West-Nesbitt, Inc. v. Randall

Smith, J.

(dissenting).

The vital question for determination here was whether the note upon which this action was brought was accepted in Oneonta, New York, or in Vermont by an agent of the plaintiff. This was a question of fact, and the determination of the question was for the lower court.

The only evidence presented relative to the acceptance of the note was given by Mr. Leo Partch, sales representative of the plaintiff company. It was Mr. Partch’s testimony that he mailed the note to the company at Oneonta, New York after it was signed by the defendants. Partch then testified that he was informed by a telephone message from the company that the note had been accepted. While an objection was made by the defendant to the witness testifying as to the individual with whom he had the telephone conversation, no objection was made to the testimony that a telephone conversation did take place.

Nor was any objection made by the defendants to the following questions and answers: “A. Yes. The note was in payment of a feed bill from Pure Feed Grain Company, which was a subsidiary of WestNesbitt, Inc. Q. And the company told you it had been accepted for that? A. Yes.”
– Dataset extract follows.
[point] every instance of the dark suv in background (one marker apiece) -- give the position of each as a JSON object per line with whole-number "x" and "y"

While this evidence might have been excluded on proper objection made, in the absence of such objection it was properly considered by the lower court and resulted in the judgment below for the plaintiff. In attempting to raise the question here of the admission of the evidence, just quoted, the defendants in their brief here refer us merely to the pages of the transcript and make the unsupported statement *487that “the court’s ruling was prejudicial and arbitrary and is therefore reversible.” A brief that merely states a contention, without aid of argument of supporting authorities, presents no question for review. Knight v. Willey, 120 Vt. 256, 258, 138 A.2d 596.

The judgment below was supported by the only evidence adduced in the cause on where the final acceptance of the note was made. No objection was made to the admission of such evidence below, nor is any exception to its admittance properly briefed here. I would affirm the judgment of the lower court.